When running a cloud service, it’s never good for customers to be the first people noticing an issue. It happened to our customers over the course of a few months, and we began to accumulate a series of reports of unpredictable start-up times for Docker jobs. At first the reports were rare, but the frequency began to increase. Jobs with high parallelism were disproportionately represented in the reports.
While we had suspicions about which parts of spin-up we thought were slow, we wanted to be sure. To begin, we looked at the specific jobs where the issue was being reported. To help with this, we improved the logs in the spin-up step so they showed how long each phase was taking. The logs showed that in the problem cases, the download, extract, and create phases were taking the most time.

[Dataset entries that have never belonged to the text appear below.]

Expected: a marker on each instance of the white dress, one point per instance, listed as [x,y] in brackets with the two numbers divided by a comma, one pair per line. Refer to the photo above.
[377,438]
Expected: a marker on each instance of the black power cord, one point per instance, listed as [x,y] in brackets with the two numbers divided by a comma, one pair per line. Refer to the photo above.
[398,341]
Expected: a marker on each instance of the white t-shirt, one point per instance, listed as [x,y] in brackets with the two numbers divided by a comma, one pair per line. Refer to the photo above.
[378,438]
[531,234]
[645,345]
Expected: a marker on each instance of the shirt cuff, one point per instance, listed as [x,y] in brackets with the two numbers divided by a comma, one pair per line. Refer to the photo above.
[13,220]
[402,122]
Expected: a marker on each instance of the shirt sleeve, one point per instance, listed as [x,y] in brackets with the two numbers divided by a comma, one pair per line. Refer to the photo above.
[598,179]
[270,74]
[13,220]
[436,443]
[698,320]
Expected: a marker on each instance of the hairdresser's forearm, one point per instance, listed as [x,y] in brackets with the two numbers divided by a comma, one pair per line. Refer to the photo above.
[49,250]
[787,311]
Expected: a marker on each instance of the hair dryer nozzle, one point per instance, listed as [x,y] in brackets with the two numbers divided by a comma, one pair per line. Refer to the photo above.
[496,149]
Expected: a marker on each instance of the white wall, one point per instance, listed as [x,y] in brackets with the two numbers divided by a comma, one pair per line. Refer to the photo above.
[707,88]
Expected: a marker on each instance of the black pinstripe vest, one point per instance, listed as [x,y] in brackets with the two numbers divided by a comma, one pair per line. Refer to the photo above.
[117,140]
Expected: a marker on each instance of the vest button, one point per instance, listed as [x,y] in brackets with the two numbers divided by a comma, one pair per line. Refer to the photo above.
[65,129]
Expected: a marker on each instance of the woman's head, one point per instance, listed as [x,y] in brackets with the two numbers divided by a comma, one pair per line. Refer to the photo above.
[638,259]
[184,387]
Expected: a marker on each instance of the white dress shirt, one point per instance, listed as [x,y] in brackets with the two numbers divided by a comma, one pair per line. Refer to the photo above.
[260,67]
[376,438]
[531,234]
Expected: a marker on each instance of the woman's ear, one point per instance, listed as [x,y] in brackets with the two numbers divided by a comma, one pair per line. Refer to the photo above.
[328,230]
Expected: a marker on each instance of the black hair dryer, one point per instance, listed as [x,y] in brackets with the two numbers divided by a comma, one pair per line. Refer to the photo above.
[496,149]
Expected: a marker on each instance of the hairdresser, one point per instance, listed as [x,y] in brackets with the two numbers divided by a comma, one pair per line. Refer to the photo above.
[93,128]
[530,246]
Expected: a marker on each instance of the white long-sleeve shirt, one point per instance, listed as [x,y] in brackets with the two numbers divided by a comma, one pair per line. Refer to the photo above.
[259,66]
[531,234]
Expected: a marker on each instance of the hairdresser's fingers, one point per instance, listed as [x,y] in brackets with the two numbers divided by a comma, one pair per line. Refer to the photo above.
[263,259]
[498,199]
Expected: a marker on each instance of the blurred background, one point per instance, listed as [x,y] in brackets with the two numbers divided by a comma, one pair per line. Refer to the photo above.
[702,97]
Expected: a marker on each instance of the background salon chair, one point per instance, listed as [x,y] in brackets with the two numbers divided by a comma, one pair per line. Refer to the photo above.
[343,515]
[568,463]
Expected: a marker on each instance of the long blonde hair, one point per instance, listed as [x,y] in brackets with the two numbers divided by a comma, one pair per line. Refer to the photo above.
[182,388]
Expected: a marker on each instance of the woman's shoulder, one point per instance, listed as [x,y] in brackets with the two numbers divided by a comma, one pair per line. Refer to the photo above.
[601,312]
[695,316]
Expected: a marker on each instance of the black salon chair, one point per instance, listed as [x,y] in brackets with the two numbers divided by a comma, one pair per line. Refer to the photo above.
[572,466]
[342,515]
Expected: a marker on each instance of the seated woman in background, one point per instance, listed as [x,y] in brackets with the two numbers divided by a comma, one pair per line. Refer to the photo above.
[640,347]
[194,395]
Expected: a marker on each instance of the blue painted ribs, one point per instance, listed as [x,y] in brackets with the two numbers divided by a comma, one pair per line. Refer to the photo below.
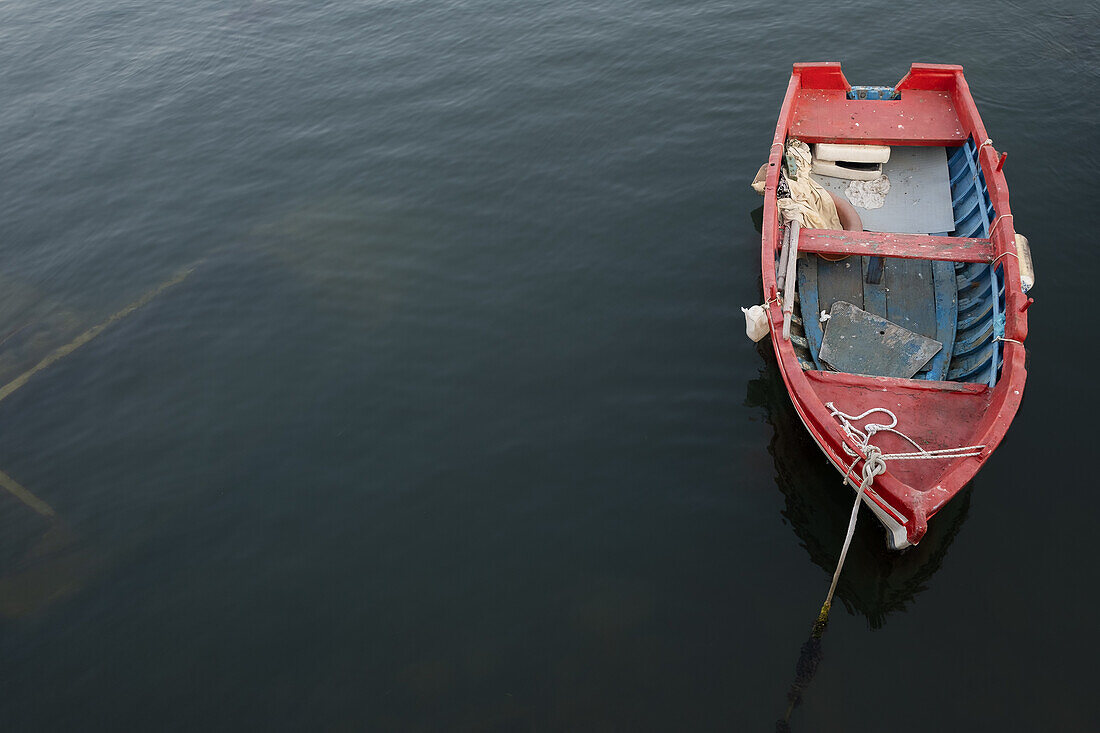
[976,357]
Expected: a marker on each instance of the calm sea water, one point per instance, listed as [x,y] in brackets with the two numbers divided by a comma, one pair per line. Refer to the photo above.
[452,425]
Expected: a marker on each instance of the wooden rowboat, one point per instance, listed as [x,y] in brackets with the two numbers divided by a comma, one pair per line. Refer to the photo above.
[957,286]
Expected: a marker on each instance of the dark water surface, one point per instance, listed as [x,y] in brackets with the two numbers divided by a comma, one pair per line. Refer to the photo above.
[452,425]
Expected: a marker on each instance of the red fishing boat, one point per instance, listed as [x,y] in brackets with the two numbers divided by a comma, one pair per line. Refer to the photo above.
[901,334]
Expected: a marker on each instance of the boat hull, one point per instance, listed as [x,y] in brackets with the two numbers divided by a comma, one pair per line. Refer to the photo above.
[937,415]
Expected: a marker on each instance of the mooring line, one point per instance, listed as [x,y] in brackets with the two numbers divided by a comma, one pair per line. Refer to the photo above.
[17,490]
[92,332]
[9,483]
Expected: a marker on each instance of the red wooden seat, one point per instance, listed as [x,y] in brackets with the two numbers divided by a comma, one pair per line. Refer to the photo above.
[909,247]
[920,118]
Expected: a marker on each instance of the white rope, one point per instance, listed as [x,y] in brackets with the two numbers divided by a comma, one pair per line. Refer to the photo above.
[872,467]
[864,437]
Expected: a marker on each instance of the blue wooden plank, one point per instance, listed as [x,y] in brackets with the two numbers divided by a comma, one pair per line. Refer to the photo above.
[860,342]
[911,301]
[943,275]
[875,294]
[809,302]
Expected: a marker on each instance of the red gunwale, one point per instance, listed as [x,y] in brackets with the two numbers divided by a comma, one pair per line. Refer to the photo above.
[913,504]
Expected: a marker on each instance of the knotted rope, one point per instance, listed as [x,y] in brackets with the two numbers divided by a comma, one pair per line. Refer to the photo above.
[875,463]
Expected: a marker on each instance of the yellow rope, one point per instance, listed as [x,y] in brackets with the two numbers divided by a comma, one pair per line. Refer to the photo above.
[22,494]
[91,332]
[7,482]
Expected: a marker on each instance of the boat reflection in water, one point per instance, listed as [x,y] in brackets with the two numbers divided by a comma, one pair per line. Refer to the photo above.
[876,581]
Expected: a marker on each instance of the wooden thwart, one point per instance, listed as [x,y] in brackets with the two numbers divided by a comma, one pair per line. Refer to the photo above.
[909,247]
[920,118]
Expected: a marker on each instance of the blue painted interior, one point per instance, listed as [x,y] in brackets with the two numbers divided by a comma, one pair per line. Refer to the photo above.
[976,357]
[970,350]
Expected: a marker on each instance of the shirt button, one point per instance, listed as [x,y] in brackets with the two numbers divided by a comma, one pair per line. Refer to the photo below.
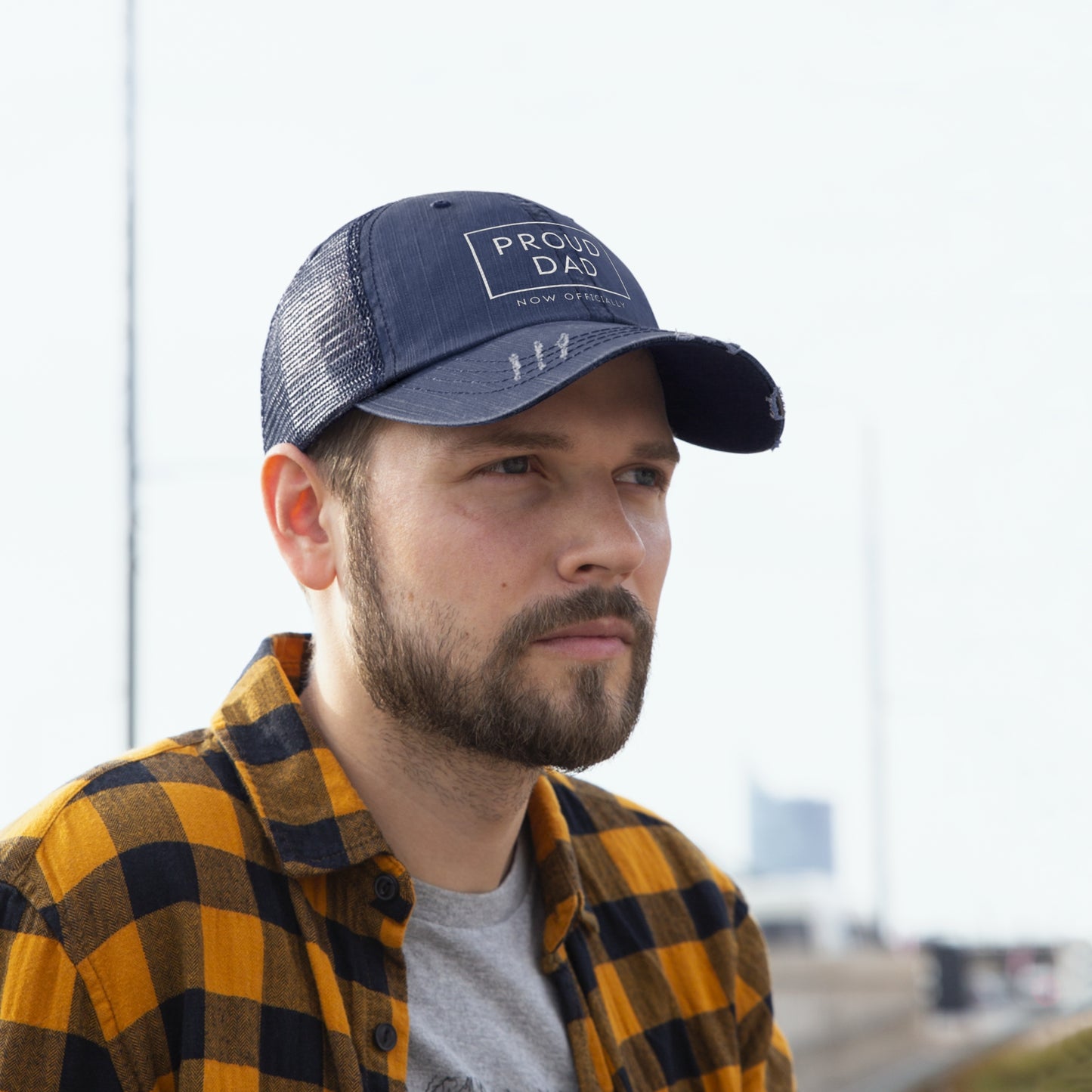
[385,1037]
[385,887]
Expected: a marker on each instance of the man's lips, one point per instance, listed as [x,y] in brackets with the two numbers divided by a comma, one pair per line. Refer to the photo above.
[600,639]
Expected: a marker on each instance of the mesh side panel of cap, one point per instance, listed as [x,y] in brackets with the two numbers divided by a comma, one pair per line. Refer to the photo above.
[321,355]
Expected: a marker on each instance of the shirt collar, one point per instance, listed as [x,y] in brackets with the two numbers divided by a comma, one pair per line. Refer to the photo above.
[312,816]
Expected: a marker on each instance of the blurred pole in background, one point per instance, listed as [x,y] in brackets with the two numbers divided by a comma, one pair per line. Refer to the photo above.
[877,704]
[130,140]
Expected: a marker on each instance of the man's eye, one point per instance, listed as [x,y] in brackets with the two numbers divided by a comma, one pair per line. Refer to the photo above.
[515,464]
[641,475]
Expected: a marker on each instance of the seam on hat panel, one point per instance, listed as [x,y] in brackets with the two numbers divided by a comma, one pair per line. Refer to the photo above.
[379,304]
[590,341]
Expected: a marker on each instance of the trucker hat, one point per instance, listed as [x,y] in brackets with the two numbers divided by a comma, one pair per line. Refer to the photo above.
[466,307]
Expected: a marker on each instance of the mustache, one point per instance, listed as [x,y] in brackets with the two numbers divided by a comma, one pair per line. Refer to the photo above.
[537,620]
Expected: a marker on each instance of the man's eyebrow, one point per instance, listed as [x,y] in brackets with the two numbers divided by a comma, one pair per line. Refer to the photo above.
[519,439]
[515,438]
[665,451]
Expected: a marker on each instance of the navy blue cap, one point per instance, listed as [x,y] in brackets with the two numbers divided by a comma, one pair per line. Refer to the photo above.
[464,308]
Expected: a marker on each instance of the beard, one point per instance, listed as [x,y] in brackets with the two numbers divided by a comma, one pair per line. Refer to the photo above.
[416,672]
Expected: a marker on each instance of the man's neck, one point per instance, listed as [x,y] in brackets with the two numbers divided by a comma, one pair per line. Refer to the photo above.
[450,815]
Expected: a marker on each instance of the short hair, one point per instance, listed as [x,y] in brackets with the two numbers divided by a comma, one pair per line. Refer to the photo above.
[341,452]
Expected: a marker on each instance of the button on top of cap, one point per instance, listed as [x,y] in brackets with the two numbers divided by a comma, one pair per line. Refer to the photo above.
[385,887]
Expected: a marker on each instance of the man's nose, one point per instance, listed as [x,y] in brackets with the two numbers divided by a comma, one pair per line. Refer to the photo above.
[599,540]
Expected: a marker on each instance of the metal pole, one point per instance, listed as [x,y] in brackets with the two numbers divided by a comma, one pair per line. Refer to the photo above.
[877,698]
[130,138]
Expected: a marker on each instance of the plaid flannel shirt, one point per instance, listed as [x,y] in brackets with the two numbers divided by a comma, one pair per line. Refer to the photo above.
[220,911]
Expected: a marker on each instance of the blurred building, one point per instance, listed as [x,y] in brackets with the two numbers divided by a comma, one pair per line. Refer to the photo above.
[790,837]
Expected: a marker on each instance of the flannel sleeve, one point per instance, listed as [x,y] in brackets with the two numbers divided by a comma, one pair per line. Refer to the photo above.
[51,1037]
[766,1060]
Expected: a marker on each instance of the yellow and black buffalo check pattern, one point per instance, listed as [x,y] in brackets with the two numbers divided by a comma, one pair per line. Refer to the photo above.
[220,911]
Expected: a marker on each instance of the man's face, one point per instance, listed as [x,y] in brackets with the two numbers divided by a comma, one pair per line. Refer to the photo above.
[503,579]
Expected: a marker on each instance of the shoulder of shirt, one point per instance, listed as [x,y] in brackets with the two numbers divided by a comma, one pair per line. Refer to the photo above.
[64,827]
[635,837]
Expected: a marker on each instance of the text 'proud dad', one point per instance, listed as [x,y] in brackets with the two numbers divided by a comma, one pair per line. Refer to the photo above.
[554,248]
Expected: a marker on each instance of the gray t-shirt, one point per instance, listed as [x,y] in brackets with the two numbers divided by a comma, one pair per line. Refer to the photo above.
[483,1018]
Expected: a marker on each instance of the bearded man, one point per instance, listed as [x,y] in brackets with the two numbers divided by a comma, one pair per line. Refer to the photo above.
[370,873]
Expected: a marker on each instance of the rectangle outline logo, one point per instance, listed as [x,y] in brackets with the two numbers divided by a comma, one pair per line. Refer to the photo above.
[568,284]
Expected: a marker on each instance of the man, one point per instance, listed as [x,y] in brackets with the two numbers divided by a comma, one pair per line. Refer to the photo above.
[368,873]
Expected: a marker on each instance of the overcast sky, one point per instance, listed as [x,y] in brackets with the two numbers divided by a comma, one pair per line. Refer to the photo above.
[888,204]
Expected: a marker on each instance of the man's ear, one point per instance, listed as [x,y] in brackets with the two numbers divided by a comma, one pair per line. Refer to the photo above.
[302,513]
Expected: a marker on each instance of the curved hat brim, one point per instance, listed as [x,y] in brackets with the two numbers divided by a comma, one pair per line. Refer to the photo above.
[716,394]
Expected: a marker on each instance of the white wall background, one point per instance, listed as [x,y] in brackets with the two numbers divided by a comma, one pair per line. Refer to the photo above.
[888,204]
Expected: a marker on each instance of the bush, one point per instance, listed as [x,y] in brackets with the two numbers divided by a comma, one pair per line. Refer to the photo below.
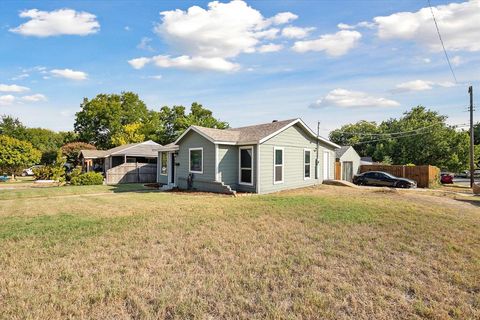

Here’s why. When a Docker job starts, we look at the list of Docker images a user has specified in their config, and pull them all to make sure they are in the image cache on the host VM. Pulling an image happens as a result of a number of stages for each of the image layers:
- During download, we fetch the compressed layer from the Docker repository
- During extraction the layer is decompressed
- We then create a container for each image in the config
- The job steps are then run in the primary container
This process is repeated n times, where n is the parallelism of the job. Each of these instances of the job is referred to as a “task”. Using these definitions, it becomes clear why a job with high parallelism is likely to be affected more. The job simply rolls the “slow down dice” more times.
Adding to the problem was that we were not able to quickly easily identify the problem ourselves. We were determined to address the reports by our customers, but we also wanted to make sure we were more likely to spot issues ourselves in the future. Both ideas were taken into consideration as we created a solution.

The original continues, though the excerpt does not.